Financial Express, India
Fiction and fact: an IBSA pact
N Chandra Mohan
14 September 2006
IBSA will be a powerful bloc in south-south cooperation with echoes of ‘non-alignment’ in earlier times but from the economic point of view, IBSA is a little fictitious” was Union minister of state for commerce Jairam Ramesh’s reported take on this regional formation that includes India-Brazil-South Africa just ahead of Prime Minister Manmohan Singh’s visit to Brazil and Cuba to attend an IBSA and NAM summit. But, contrary to the commerce minister’s scepticism, the IBSA summit bids fair to throw up exciting prospects.
With the multilateral WTO talks heading nowhere, India, Brazil and South Africa have to explore regional options to trade more with one another. True, existing volumes are low, but they are growing rapidly. India’s trade with Brazil has expanded from $200 million in 1998 to $3 billion this year. India’s trade with South Africa was $4 billion in 2005. Taking into account South Africa’s trade with Brazil, intra-IBSA trade is close to the targeted $10 billion. To raise it further, can an IBSA free trade agreement (FTA) be far behind?

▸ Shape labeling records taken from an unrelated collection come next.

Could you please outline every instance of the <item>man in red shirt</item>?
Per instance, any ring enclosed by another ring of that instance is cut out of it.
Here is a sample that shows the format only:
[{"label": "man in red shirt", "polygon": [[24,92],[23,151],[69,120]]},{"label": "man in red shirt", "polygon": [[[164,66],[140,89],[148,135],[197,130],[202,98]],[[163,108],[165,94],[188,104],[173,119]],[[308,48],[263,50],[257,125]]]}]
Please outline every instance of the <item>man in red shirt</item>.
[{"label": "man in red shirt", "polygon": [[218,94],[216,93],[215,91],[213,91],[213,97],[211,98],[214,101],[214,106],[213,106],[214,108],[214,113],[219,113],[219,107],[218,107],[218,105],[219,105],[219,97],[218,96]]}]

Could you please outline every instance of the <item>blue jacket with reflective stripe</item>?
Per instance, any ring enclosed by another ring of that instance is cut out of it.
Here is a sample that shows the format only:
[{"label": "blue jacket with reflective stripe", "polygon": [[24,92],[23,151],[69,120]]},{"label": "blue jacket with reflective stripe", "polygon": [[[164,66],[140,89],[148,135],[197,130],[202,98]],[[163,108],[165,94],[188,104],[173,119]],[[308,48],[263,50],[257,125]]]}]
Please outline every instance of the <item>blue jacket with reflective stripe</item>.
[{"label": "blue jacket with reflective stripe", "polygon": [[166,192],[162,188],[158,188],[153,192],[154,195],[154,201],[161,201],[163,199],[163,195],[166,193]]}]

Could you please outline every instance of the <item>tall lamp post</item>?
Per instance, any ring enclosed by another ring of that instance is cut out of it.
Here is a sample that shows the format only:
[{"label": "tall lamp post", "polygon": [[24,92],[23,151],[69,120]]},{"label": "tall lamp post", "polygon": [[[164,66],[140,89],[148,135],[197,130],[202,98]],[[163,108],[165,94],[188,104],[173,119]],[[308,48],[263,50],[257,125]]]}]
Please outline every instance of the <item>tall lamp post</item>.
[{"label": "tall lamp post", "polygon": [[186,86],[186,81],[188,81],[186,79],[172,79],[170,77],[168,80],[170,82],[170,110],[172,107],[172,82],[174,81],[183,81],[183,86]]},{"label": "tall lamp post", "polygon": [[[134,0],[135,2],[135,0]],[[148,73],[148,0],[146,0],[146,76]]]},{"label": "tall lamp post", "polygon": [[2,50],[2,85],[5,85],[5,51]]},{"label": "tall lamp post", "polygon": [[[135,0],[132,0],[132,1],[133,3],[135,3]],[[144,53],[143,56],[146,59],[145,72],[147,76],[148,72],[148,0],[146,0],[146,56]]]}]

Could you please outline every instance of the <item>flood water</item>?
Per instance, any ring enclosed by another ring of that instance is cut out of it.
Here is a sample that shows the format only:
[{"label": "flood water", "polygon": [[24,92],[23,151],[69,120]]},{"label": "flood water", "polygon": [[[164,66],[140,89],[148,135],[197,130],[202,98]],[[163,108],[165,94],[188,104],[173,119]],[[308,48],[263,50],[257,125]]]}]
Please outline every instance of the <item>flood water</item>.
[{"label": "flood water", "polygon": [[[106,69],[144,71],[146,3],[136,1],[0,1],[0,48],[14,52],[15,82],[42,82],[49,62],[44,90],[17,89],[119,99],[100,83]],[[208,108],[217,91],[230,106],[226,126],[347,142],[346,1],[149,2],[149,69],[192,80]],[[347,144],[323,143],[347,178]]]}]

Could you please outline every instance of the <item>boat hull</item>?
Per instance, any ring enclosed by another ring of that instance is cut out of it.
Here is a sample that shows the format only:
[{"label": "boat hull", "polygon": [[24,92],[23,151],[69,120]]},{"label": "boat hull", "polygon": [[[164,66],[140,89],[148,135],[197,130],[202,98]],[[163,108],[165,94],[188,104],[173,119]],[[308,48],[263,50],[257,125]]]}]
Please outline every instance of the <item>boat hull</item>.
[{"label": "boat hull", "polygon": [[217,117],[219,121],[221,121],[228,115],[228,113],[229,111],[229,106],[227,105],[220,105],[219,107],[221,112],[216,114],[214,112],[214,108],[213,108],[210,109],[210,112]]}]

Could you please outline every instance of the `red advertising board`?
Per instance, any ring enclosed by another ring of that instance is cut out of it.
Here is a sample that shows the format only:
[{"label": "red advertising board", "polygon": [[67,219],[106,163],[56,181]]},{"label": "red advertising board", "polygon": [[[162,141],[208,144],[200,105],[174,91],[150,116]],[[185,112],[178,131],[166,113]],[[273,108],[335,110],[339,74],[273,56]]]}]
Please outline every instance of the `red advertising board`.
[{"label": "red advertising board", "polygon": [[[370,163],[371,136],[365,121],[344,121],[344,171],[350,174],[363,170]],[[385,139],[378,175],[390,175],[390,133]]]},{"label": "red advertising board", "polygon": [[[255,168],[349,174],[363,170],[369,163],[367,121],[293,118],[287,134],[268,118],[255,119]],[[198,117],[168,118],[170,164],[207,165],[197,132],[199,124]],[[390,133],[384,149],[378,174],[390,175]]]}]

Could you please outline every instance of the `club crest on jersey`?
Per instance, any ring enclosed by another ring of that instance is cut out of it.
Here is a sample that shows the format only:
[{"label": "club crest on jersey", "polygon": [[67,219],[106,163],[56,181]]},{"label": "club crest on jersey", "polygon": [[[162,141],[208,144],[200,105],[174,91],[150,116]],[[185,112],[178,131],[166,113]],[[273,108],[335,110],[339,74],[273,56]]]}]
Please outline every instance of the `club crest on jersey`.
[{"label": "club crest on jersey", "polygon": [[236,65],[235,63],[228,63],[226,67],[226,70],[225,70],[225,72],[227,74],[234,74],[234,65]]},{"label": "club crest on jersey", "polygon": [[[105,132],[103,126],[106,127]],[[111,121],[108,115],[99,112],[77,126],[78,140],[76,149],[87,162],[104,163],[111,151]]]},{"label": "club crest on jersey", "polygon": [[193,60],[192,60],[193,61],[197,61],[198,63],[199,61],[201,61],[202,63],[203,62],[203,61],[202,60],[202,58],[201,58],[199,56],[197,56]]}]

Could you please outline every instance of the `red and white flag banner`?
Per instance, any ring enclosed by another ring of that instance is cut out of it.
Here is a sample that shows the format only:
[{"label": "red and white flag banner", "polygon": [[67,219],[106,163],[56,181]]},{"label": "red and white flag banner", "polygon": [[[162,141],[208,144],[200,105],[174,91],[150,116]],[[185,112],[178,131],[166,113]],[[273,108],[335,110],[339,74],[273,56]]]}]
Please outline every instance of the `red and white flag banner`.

For all the enthusiasm for such pacts, the recent work of Research and Information System for the non-aligned and other developing countries (RIS) cautions that a trilateral FTA may not be feasible, as Brazil and South Africa are already members of customs unions (Mercosur and SACU respectively) and are bound to maintain common external tariffs with other partners. The way forward is to consider an IBSA free trading arrangement between India-Mercosur-SACU, and create a framework for trade on a preferential basis, besides giving access to other members of these customs unions.
While forging a trilateral FTA or comprehensive economic partnership is easy, intra-IBSA trade and investments are unlikely to rise without better connectivity. The sheer geographical distance between Brazil, South Africa and India is a constraint with transportation costs accounting for more than 12% of the value of trade between India and Brazil, according to RIS. The low trading volume makes this business unattractive to shipping firms. Our Union Cabinet has approved a proposal to promote IBSA shipping links. Direct air links are also imperative.
The exciting prospects for trilateral cooperation include sharing of expertise in energy, transportation and IT. Brazil can extend cooperation on ethanol production while tapping India’s prowess in solar photovoltaics and IT. South Africa has expertise in coal liquefaction. Similarly, there is scope for cooperation between South Africa and India in gold, gems and jewellery. IBSA can thus synergise its complementarities to forge a market for 1.2 billion people, $1.8 trillion of GDP and trade worth $600 billion.